Data-as-a-Service: Solution Architecture Part II
Jack Corsello
Sustainability and Software Product Leader: SaaS and AI Data Platforms | Advisor | Ex-Hitachi, Salesforce, Yahoo! and Netscape Communications
Customer Capabilities: Part II on DaaS Solution Architecture
"Firms that embrace big data concepts, open data, and adopt new adaptive intelligence approaches are creating next generation smart systems that overcome limitations and create disruptive business innovations.”
- Forrester Research: "Top Technology Trends for 2014 & Beyond"
The 2nd layer of a robust commercial Data-as-a-Service (DaaS) solution architecture comprises a number of key data management capabilities that are bringing to life the powerful value of DaaS for enterprise customers - deep, accurate data within the key applications used daily, driving deeper insights and competitive agility. As I noted in my earlier piece on the arrival of DaaS as the next major enterprise Cloud category, these features utilize many of the best well-established Master Data Management (MDM) practices that have, for many decades, advanced reconciling, classifying and enhancing the quality of data sets company-wide.
DaaS Platform Layer II - Customer Features
DaaS data management services build upon and tightly integrate with the DaaS Layer I Feature Set for External Data Providers that I outlined in a previous post. Flexible data provider on-boarding & update tools, configuration & mapping for a consistent data dictionary and an advanced matching engine are all part of this "Layer I". These customer-focused Layer II capabilities include but are not limited to the following:
- Data Standardization
To achieve this essential data consistency & trustworthiness, each standardization service needs to specifically tuned to the data domain it's addressing - name, address (and its many sub-elements) and financial data, to name just a few. This attunement requires specific referenced dictionaries, as well as robust fuzzy matching & data cleaning. Done well, this lays the groundwork for then achieving higher match rates between the existing and DaaS-provided data sources. - Search & User Interface Framework(s)
Search, which is invoked by the users tied to the requesting marketing, sales, service & analytics applications, must be optimized for both the canonical data category taxonomy for all hosted data source providers I noted for DaaS Layer I for Data Providers, as well as retrieving the data values within. And to serve key business personas well, the DaaS UI must provide intuitive, rich faceted filtering controls to provide back exactly the targeted data sets these time pressed users are seeking. - Match, Append & Clean - The True Power of DaaS, Unchained
These are the customer services that invoke the robust matching engine (mix of probabilistic controls & deterministic algorithms) that lies within the Layer I of a commercial DaaS offering.
It's critical that these services provide the interfaces & controls which ensure that consuming application users adhere strictly to their respective Data Governance policies & rules:
What are the matching confidence level thresholds (Example: 1-10 scale) at which cleaning updates of existing customer data with the invoked DaaS sourced data is allowed? What about allowing the appending of these existing sets for enrichment purposes? These services need to provide an intuitive, "staged" review of results for these actions before they are executed, again in adherence to the Data Governance controls.

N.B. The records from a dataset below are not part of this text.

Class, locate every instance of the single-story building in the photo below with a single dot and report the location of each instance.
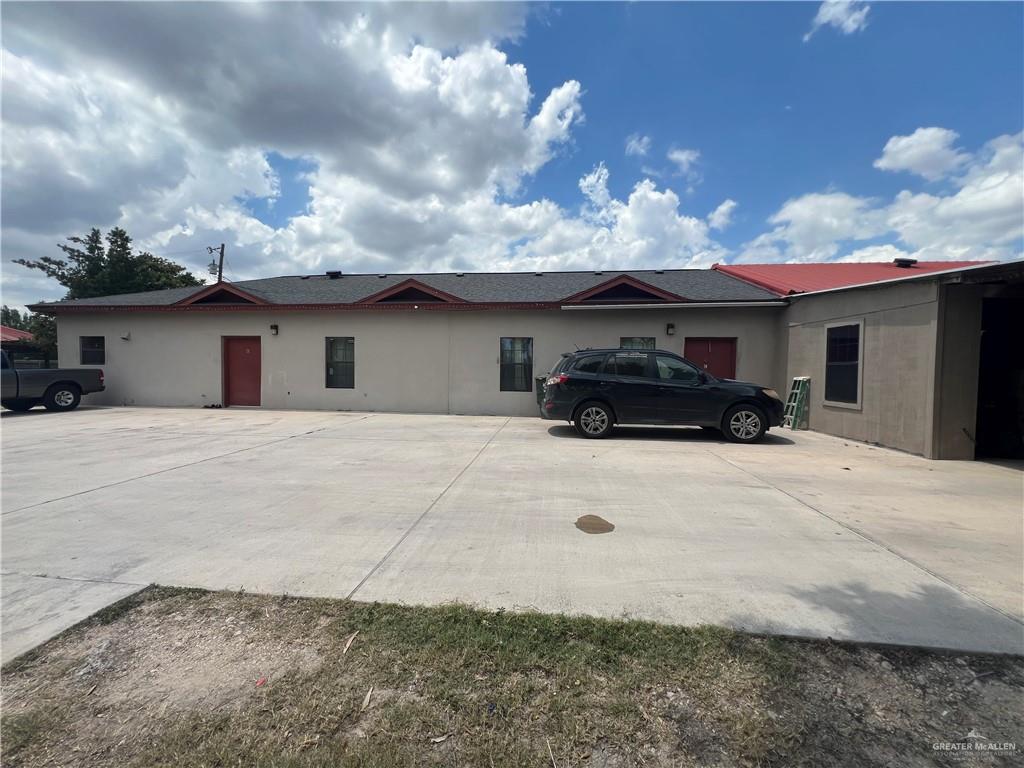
(895, 352)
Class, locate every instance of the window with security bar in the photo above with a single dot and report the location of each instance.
(516, 363)
(341, 363)
(843, 359)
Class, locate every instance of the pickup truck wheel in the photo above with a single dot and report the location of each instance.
(18, 406)
(64, 396)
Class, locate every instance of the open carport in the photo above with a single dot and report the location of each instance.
(803, 535)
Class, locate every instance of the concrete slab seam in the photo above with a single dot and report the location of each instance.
(427, 510)
(871, 540)
(168, 469)
(81, 580)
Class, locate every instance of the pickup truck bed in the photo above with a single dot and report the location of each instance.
(57, 389)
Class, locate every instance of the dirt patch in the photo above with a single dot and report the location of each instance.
(203, 679)
(594, 524)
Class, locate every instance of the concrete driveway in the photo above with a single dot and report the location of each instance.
(803, 535)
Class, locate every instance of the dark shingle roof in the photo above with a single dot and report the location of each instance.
(692, 285)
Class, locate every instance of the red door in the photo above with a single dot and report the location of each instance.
(716, 355)
(242, 371)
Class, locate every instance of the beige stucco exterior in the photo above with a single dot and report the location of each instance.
(919, 372)
(413, 361)
(921, 345)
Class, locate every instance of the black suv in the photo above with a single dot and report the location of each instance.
(596, 388)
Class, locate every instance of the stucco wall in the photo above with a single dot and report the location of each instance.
(414, 361)
(899, 361)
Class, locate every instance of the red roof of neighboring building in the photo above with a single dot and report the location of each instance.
(12, 334)
(790, 279)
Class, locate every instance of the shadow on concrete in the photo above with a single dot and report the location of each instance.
(673, 434)
(933, 616)
(40, 411)
(1017, 464)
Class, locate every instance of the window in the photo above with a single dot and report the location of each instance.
(589, 365)
(516, 364)
(92, 350)
(671, 369)
(636, 342)
(341, 363)
(843, 364)
(628, 364)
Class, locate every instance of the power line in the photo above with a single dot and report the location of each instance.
(220, 264)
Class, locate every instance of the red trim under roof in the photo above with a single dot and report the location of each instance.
(622, 280)
(244, 296)
(786, 280)
(404, 286)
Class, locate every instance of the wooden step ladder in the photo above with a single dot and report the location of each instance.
(795, 416)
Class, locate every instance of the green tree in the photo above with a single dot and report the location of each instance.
(43, 329)
(90, 267)
(13, 318)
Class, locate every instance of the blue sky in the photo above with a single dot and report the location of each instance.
(493, 136)
(720, 77)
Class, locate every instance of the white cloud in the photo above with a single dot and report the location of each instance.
(721, 217)
(637, 144)
(422, 135)
(813, 226)
(927, 152)
(982, 219)
(846, 15)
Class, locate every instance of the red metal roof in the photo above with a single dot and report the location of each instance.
(791, 279)
(12, 334)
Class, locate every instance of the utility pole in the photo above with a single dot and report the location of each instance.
(220, 263)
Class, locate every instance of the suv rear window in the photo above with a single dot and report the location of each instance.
(589, 365)
(628, 364)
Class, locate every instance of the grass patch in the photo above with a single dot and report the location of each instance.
(185, 678)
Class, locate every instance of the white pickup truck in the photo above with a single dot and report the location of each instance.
(56, 388)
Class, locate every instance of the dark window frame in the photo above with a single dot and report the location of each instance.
(839, 361)
(509, 379)
(651, 339)
(96, 355)
(329, 363)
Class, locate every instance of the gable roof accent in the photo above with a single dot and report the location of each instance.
(461, 291)
(411, 291)
(787, 280)
(611, 291)
(221, 293)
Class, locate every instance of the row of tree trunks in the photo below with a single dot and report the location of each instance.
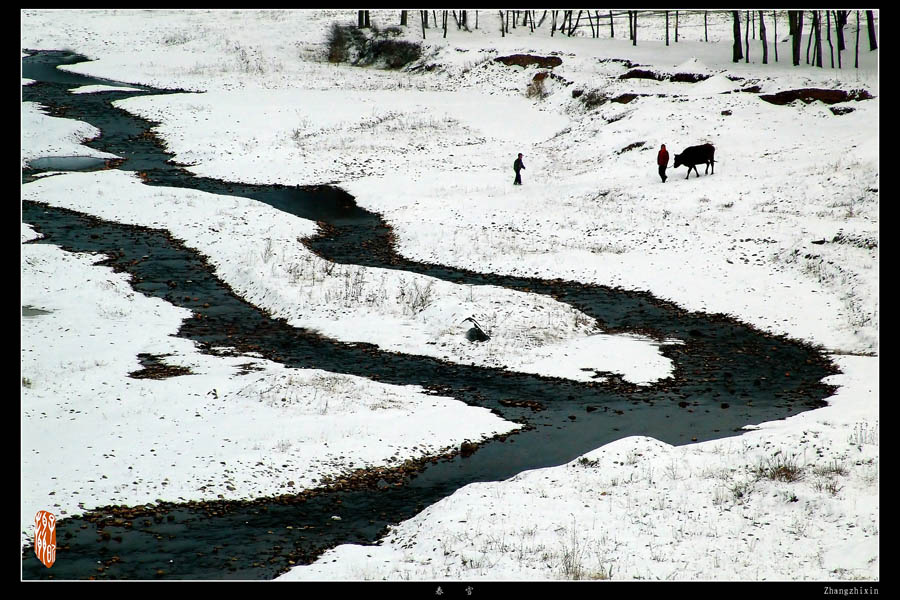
(795, 29)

In addition to these interface controls here, DaaS should have well-defined APIs whose structured calls & retrievals that mirror these controls, serving larger enterprise clients who prefer a more tightly integrated external data source consumption model. - Duplicate Awareness Management
Many of the existing customer data sets include full or partial duplicates that the DaaS matching engine (with fuzzy matching) can detect & flag here as results, pre-clean update or append action.
Resolving these duplicates is tricky, and I'm reluctant to say that the DaaS offering should perform this task - I welcome some broader discussion & input on this front. Perhaps DaaS should be closely complemented here by other MDM tools for true existing duplication management (handling resolution on "primary" record here, as well as any data record dependencies, before executing DaaS matching actions. - Usage Visibility (and Notifications)
Tied closely to the defined subscription usage model (high level subscription model; per record) for DaaS, each customer must be able to "dashboard" monitor and track their usage of DaaS data record services. Notification controls, as subscription are per-record consumption milestones are approaching, should be provided here. These services are critical for managing customer awareness and consumption satisfaction closely, supporting and driving recurring subscription-type consumption.
DaaS Solution Architecture Recap
In two parts I've now covered, admittedly at a very high level, the key solution architecture capabilities that a strong commercial multi-external sourced data master offering must have to deliver on DaaS, serving both the vast ecosystem of data providers as well as consuming enterprise application customers. This ecosystem of high value data providers runs the gamut, from D&B global account data to consumer segment demographics (Example: Acxiom) to even more real-time newsfeeds on companies ("New product line introduction announce") or contacts ("Individual X just promoted to new executive role").
The bottom line - business managers in marketing, sales & service today want the right, rich data in context, in real-time for true business agility and personalized customer and partner experience delivery. Look for several commercial DaaS vendors (large and small) to vie in the coming months to deliver the next generation of intelligent, data-driven enterprise applications, particularly those for major verticals such as Retail, CPG, Financial Services, Health Care and industrial areas such as Oil & Gas.